Other damages such as oil spill, or spilling of aggregate or gravel on the roads during transportation from one location to another will result in notification from road manager Infrastructure Cook Islands to contractors to clean up their mess. It can also impose fines on them. Regulations, which are now under development, will specify the fine rates.
One of the leading local contractors, T&M Heather, welcomed the move “as long as it applies to everyone”.
Company operations manager Joseph Heather said they were not the only contractor in the country involved in heavy machinery works.
Heather said government departments operating heavy machines should also be fined if they were found to be damaging roads.
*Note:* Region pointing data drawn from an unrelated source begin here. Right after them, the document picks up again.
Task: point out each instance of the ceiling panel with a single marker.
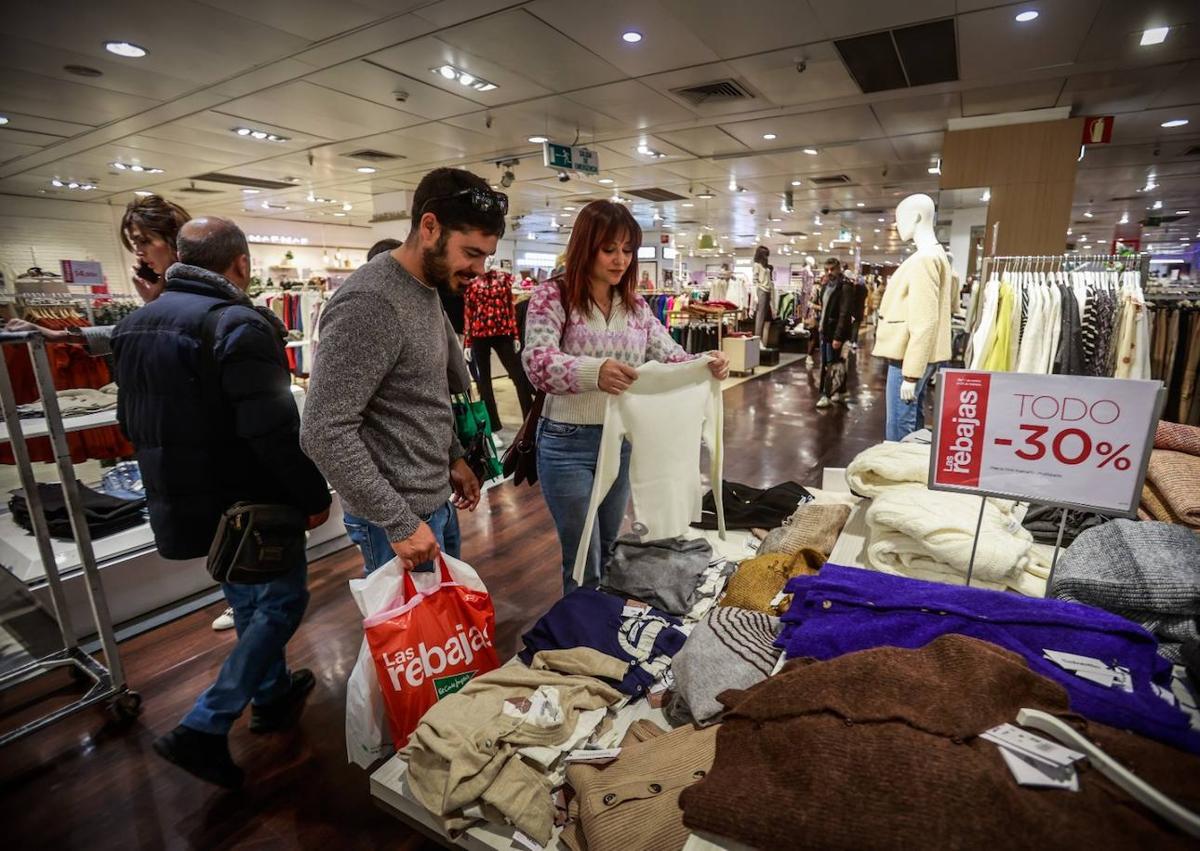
(917, 114)
(993, 43)
(1012, 97)
(310, 108)
(552, 55)
(775, 75)
(810, 129)
(667, 40)
(850, 17)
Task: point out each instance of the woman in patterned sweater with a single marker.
(586, 334)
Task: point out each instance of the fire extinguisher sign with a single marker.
(1050, 439)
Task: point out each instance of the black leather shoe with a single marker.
(285, 712)
(203, 755)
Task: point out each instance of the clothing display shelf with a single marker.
(105, 681)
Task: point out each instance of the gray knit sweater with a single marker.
(377, 419)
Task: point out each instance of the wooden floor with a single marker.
(85, 785)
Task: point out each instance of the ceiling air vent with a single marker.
(239, 180)
(371, 155)
(655, 195)
(721, 90)
(831, 180)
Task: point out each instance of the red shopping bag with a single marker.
(429, 646)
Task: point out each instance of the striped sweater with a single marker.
(567, 365)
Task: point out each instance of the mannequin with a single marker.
(915, 317)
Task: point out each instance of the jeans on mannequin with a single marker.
(904, 418)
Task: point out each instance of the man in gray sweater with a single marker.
(378, 420)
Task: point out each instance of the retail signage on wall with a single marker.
(570, 157)
(82, 271)
(1050, 439)
(1098, 130)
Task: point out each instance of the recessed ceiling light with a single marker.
(1155, 35)
(125, 48)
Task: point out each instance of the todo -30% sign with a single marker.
(1055, 439)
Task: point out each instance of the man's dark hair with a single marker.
(153, 215)
(382, 246)
(214, 244)
(438, 193)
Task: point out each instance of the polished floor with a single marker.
(83, 784)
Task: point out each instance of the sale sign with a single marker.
(1051, 439)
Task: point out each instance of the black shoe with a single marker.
(285, 712)
(203, 755)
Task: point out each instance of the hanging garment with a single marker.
(845, 610)
(665, 415)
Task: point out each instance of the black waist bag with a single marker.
(257, 544)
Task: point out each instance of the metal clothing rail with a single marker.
(107, 678)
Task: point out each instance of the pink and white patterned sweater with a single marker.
(569, 371)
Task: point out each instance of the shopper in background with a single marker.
(593, 309)
(205, 400)
(837, 315)
(763, 288)
(378, 419)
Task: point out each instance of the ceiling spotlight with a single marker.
(1156, 35)
(125, 48)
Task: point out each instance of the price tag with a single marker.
(1054, 439)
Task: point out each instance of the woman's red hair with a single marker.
(599, 223)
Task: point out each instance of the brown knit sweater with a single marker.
(879, 749)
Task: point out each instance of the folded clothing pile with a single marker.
(881, 749)
(643, 639)
(666, 574)
(634, 802)
(929, 534)
(888, 465)
(1146, 571)
(748, 508)
(810, 527)
(731, 648)
(105, 514)
(845, 610)
(759, 582)
(467, 756)
(1171, 492)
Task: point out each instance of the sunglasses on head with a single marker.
(483, 201)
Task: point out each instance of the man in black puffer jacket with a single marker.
(205, 400)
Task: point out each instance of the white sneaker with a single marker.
(223, 621)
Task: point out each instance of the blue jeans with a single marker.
(567, 467)
(265, 617)
(905, 418)
(372, 540)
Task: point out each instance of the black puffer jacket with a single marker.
(209, 431)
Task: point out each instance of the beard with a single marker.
(437, 268)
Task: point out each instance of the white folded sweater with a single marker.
(928, 534)
(888, 465)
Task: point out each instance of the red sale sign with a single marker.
(1050, 439)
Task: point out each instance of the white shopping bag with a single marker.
(367, 737)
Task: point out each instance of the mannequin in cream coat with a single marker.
(913, 331)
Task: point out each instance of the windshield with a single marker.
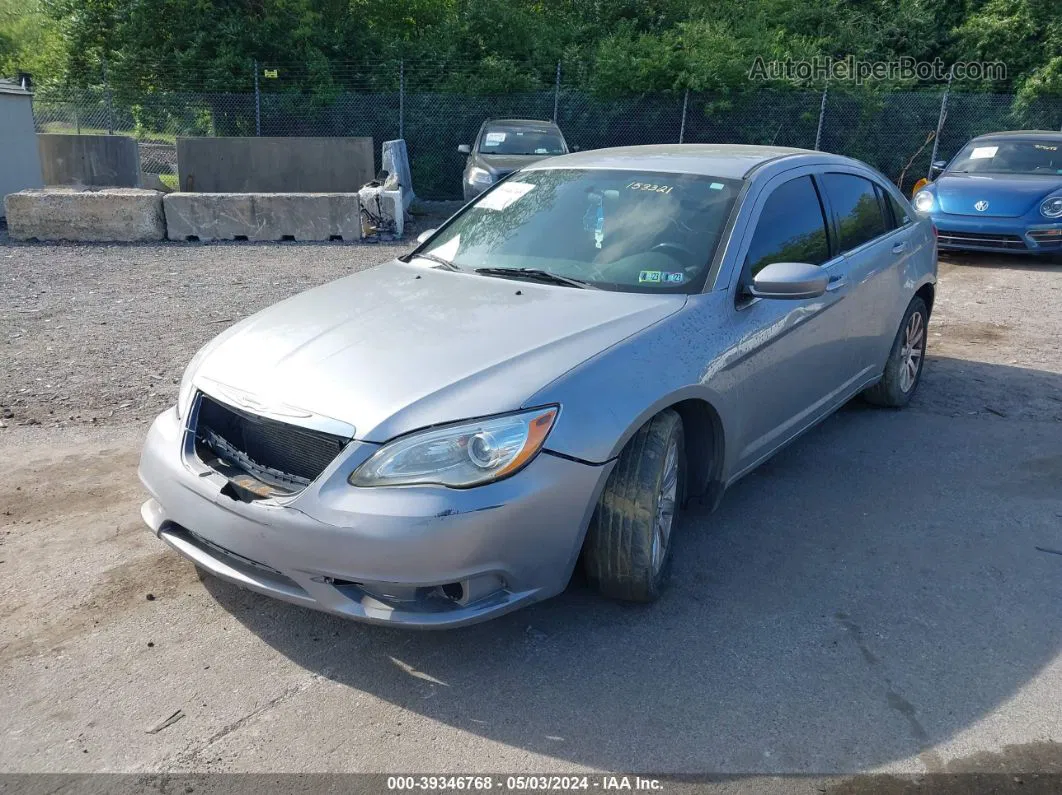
(520, 141)
(630, 230)
(1010, 157)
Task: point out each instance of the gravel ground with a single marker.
(881, 595)
(102, 333)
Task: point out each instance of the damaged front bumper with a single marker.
(422, 556)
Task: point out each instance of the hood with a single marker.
(403, 346)
(1008, 195)
(503, 165)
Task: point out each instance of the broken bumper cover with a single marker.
(417, 555)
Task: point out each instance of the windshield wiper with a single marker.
(535, 274)
(444, 262)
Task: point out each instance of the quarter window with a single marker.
(900, 215)
(791, 228)
(856, 210)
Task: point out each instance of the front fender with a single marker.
(604, 400)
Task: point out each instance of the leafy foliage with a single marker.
(612, 48)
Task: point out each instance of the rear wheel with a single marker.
(628, 550)
(904, 367)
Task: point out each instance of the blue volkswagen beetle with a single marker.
(1003, 192)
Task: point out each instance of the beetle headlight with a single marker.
(1051, 207)
(480, 176)
(460, 455)
(923, 201)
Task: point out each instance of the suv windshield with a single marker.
(1010, 157)
(520, 141)
(629, 230)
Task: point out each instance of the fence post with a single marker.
(258, 103)
(682, 126)
(822, 115)
(557, 91)
(106, 98)
(940, 122)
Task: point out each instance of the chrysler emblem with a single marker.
(246, 400)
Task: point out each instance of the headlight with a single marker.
(460, 455)
(923, 201)
(1051, 208)
(480, 176)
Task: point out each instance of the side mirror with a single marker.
(789, 280)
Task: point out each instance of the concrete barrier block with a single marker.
(112, 214)
(289, 165)
(303, 217)
(89, 160)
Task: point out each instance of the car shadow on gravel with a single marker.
(1003, 261)
(876, 588)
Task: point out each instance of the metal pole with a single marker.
(940, 123)
(822, 115)
(682, 126)
(258, 103)
(557, 91)
(106, 98)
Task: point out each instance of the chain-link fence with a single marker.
(896, 132)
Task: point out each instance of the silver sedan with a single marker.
(544, 382)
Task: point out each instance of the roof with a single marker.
(1037, 135)
(521, 122)
(728, 160)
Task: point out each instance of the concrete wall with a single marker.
(262, 215)
(274, 165)
(90, 160)
(19, 160)
(123, 214)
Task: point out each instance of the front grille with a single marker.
(981, 240)
(264, 448)
(1046, 237)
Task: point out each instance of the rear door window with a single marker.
(857, 213)
(791, 228)
(900, 214)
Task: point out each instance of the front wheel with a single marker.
(628, 550)
(904, 366)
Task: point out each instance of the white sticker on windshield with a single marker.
(503, 195)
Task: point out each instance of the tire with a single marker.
(618, 555)
(903, 370)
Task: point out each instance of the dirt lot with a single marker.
(880, 597)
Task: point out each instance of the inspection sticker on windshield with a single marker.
(657, 277)
(503, 195)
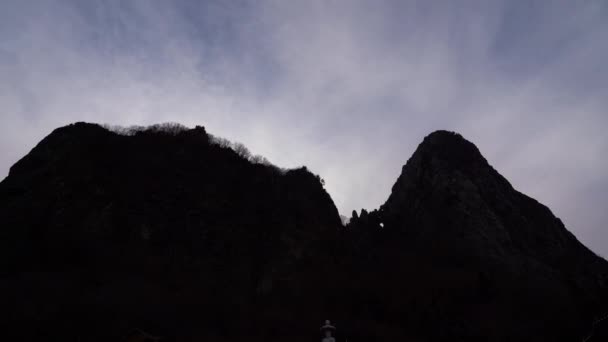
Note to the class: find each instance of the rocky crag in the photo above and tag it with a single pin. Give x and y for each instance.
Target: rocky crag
(185, 236)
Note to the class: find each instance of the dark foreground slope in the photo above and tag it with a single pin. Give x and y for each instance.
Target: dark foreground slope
(161, 231)
(477, 258)
(167, 232)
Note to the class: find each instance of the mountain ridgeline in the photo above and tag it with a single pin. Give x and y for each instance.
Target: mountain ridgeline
(185, 236)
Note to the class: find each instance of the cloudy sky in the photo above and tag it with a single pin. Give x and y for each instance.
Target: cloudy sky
(348, 88)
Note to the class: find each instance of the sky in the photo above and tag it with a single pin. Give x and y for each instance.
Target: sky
(347, 88)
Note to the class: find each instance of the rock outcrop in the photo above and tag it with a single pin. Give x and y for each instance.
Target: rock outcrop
(169, 232)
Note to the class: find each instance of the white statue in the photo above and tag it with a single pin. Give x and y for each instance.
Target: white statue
(327, 329)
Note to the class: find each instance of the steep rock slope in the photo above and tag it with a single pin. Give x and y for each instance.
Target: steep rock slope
(163, 231)
(169, 232)
(478, 259)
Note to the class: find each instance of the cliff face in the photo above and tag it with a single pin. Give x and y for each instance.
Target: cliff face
(480, 259)
(103, 233)
(171, 233)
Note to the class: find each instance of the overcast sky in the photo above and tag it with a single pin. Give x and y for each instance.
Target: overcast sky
(348, 88)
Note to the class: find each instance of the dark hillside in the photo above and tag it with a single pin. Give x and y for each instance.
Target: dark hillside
(187, 236)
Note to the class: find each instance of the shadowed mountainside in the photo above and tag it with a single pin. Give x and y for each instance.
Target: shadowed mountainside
(173, 233)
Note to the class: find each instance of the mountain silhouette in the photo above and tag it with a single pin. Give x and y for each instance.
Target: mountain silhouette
(171, 232)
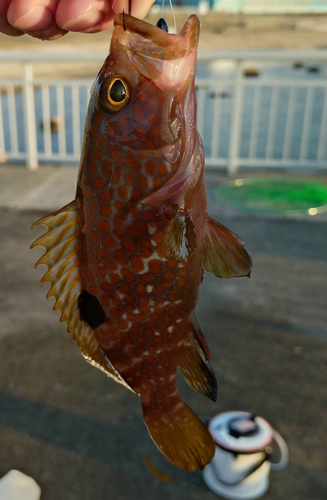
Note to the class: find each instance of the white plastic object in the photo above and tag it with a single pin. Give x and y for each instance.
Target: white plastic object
(241, 464)
(17, 486)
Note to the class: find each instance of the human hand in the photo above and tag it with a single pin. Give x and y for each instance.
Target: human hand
(51, 19)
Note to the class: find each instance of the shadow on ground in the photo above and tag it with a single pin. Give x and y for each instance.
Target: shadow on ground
(81, 436)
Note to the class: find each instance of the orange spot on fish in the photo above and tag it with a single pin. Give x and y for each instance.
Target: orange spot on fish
(105, 286)
(128, 275)
(89, 276)
(122, 191)
(150, 168)
(100, 272)
(107, 195)
(159, 237)
(94, 289)
(116, 313)
(136, 195)
(138, 229)
(180, 283)
(129, 179)
(98, 117)
(111, 266)
(132, 163)
(155, 266)
(119, 204)
(161, 251)
(129, 245)
(114, 278)
(140, 289)
(106, 169)
(137, 263)
(120, 257)
(99, 183)
(101, 141)
(109, 241)
(138, 112)
(92, 167)
(143, 182)
(97, 153)
(119, 232)
(103, 226)
(124, 289)
(105, 210)
(116, 176)
(122, 324)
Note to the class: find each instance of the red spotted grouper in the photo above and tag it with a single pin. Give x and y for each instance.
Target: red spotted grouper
(126, 257)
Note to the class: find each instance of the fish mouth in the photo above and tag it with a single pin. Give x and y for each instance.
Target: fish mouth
(167, 59)
(150, 41)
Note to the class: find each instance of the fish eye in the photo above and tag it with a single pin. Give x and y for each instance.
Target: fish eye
(115, 94)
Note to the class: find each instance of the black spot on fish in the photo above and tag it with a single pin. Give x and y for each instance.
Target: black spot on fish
(90, 310)
(162, 24)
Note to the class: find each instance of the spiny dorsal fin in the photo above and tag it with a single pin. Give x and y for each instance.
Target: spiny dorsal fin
(180, 237)
(61, 257)
(197, 370)
(224, 252)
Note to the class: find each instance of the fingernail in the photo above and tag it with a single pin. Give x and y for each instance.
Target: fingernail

Infrastructure secretary Diane Charlie-Puna said there is a permitting process at the ministry for road cutting. She said this has been in place for years and utilities such as Te Aponga Uira and Bluesky must apply for road excavation permission.
However, she said there were still some that failed to apply for this permission.
Heather said they have been regularly updating their gear to ensure they comply with the standard required to operate in the country.
“For us it’s all about compliance because we are the ones carrying heavy stuff, transporting gear around the place, and we have to make sure we adhere to the rules that are in place,” he said.
“In saying that, I don’t think it will be fair for others to point fingers at us as we are not the only ones who are involved in heavy machinery work. There are others too, and we hope this new law also applies to them.”
Under the Act, the Infrastructure ministry is also responsible for notifying landowners or business owners to remove their signs outside of the road corridor and to cut back on trees on properties that are safety hazards to road users.
“Hedges overgrown onto the road … Infrastructure Cook Islands now have the mandate to consult the landowners to cut back their hedges and other obstructions,” Charlie-Puna added.